One approach is to use a data structure for representing a planar graph. Each node corresponds to a vertex in the graph, and each walls corresponds to an edge in the graph. Then, you are looking for the set of faces in this graph. Standard data structures for representing planar graphs should make it easy to retrieve the set of faces.
For instance, one standard data structure is the DCEL data structure. It explicitly contains one record for each face, so once you have converted this to a DCEL data structure, then it is straightforward to iterate over all faces. There are standard algorithms for constructing a DCEL data structure from the set of vertices and edges. Or, instead of a DCEL, it looks like you could alternatively use a quad-edge data structure or a winged-edge data structure. The keyword is to look for data structures for polygon meshes. This has been studied in great detail in the computer graphics and computational geometry fields.

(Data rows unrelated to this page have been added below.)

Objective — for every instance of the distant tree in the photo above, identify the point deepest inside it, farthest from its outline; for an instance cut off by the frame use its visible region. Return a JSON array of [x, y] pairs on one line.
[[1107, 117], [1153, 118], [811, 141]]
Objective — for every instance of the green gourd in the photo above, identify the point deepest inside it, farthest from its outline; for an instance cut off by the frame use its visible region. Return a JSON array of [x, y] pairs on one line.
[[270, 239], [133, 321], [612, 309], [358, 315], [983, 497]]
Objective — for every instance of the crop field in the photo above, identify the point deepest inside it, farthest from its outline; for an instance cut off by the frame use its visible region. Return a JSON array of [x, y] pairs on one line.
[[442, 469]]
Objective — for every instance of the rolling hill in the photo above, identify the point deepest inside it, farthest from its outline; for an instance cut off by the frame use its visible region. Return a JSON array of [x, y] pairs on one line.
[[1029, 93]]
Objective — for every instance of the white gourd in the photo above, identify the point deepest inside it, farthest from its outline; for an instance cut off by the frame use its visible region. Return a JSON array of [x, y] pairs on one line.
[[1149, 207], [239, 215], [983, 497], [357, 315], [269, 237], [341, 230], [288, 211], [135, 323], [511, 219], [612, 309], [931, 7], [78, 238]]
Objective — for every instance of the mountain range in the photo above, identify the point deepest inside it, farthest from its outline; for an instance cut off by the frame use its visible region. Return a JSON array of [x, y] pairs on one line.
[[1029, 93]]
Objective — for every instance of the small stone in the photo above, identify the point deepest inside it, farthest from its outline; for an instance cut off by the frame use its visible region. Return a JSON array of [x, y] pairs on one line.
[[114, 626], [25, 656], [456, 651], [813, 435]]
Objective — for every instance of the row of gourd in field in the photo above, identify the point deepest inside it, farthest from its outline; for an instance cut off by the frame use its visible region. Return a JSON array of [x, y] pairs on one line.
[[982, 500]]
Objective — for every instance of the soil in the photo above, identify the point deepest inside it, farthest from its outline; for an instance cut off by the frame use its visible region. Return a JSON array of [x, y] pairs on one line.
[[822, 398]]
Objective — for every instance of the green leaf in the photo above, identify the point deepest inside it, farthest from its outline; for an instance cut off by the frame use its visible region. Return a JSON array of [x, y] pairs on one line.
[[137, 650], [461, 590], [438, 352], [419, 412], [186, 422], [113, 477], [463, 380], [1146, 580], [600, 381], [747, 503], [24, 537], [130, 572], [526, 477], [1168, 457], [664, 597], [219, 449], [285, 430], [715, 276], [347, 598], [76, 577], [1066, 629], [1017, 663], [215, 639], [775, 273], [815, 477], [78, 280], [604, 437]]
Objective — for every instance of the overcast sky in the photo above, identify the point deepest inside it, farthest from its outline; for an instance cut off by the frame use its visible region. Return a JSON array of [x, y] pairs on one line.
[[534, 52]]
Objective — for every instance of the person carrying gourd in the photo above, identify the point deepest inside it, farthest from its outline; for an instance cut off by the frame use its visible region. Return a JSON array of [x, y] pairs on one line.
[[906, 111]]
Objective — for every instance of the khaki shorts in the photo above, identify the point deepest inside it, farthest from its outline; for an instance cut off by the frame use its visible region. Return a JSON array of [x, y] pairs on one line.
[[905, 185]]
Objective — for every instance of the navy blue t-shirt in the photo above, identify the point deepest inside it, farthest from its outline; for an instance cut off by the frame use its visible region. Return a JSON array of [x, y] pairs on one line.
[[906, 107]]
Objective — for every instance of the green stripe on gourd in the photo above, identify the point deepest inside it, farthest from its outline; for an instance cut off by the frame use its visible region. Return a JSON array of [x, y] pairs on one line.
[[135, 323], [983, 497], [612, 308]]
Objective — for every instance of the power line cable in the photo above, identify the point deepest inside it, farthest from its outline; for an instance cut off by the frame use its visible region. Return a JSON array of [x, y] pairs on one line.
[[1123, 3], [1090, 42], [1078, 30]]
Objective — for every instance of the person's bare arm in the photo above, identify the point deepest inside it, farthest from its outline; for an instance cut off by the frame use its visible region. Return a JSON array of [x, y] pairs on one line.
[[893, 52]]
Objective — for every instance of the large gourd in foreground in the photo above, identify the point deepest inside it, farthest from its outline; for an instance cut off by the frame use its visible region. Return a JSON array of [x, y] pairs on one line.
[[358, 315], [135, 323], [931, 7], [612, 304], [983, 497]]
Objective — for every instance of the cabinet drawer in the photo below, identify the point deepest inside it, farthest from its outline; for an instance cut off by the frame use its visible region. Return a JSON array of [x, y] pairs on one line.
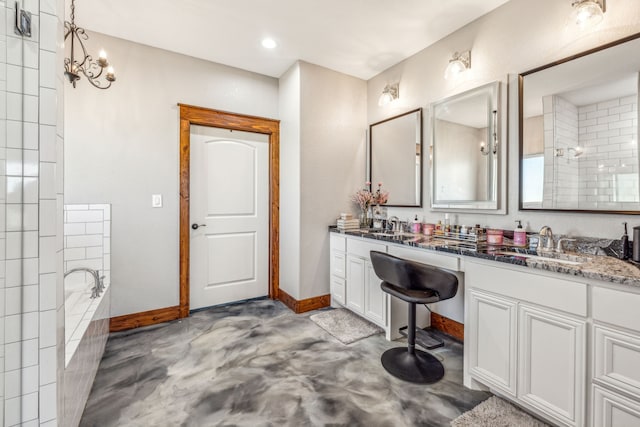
[[616, 359], [338, 290], [612, 410], [616, 307], [426, 257], [337, 242], [362, 249], [338, 264], [551, 292]]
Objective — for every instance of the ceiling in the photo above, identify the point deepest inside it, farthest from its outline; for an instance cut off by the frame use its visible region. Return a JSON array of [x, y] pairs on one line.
[[357, 37]]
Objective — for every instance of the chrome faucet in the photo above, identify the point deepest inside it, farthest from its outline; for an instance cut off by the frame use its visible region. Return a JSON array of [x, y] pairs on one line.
[[547, 234], [559, 247], [395, 223], [97, 279]]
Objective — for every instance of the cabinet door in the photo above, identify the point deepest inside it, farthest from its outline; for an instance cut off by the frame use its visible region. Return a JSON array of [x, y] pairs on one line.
[[356, 276], [492, 339], [612, 410], [375, 307], [552, 363], [337, 263]]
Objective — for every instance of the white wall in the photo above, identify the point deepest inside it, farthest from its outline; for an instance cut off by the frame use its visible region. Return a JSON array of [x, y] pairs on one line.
[[122, 147], [322, 159], [289, 102], [332, 167], [514, 38]]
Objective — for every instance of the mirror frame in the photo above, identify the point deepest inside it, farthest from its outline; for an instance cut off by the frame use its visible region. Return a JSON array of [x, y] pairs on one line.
[[420, 140], [498, 204], [521, 77]]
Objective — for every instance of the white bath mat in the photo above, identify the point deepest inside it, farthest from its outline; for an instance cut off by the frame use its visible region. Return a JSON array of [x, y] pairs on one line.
[[344, 325], [495, 412]]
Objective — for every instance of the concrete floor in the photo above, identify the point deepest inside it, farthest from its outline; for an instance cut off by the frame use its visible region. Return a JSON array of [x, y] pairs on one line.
[[259, 364]]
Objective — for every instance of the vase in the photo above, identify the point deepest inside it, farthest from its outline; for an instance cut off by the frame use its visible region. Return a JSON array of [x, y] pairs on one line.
[[364, 218]]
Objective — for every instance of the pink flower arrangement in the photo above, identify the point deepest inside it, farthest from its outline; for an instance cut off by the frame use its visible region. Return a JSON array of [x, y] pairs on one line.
[[365, 198]]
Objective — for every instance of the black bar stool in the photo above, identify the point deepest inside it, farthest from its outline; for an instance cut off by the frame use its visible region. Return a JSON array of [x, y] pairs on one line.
[[414, 283]]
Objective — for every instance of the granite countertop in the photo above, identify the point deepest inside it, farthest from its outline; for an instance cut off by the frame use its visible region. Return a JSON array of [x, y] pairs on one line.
[[586, 260]]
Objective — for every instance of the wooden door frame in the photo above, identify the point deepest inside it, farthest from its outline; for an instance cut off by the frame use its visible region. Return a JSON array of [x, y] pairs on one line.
[[191, 115]]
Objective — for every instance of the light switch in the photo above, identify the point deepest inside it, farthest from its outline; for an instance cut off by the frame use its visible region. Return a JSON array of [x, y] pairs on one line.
[[156, 200]]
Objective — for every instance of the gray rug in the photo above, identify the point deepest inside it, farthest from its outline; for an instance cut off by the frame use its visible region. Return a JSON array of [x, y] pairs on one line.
[[346, 326], [495, 412]]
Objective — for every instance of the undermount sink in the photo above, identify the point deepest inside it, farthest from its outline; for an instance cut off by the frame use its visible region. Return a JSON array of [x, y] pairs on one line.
[[393, 235], [559, 258]]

Alternatively, you could solve your problem directly. For each node, find all of the walls associated with it, sort them by their angle, and store that sorted list associated the node. After doing that for all nodes, then you can iterate through all rooms. Pick an wall, then you can find the room to the "right" of that wall by simulating the left-hand rule: stand to the right of that wall, put your left hand on the wall, and walk forward, going in a circle around the perimeter of the room. To simulate that rule, as you walk forward, you'll walk to the endpoint of the current wall; at that node $d$, to find the next wall you proceed to, look in the sorted list of walls incident on $d$, and find the next one in sorted order, then follow that wall. It might be a bit trickier to work out the details of this, than to use an existing implementation of a DCEL data structure.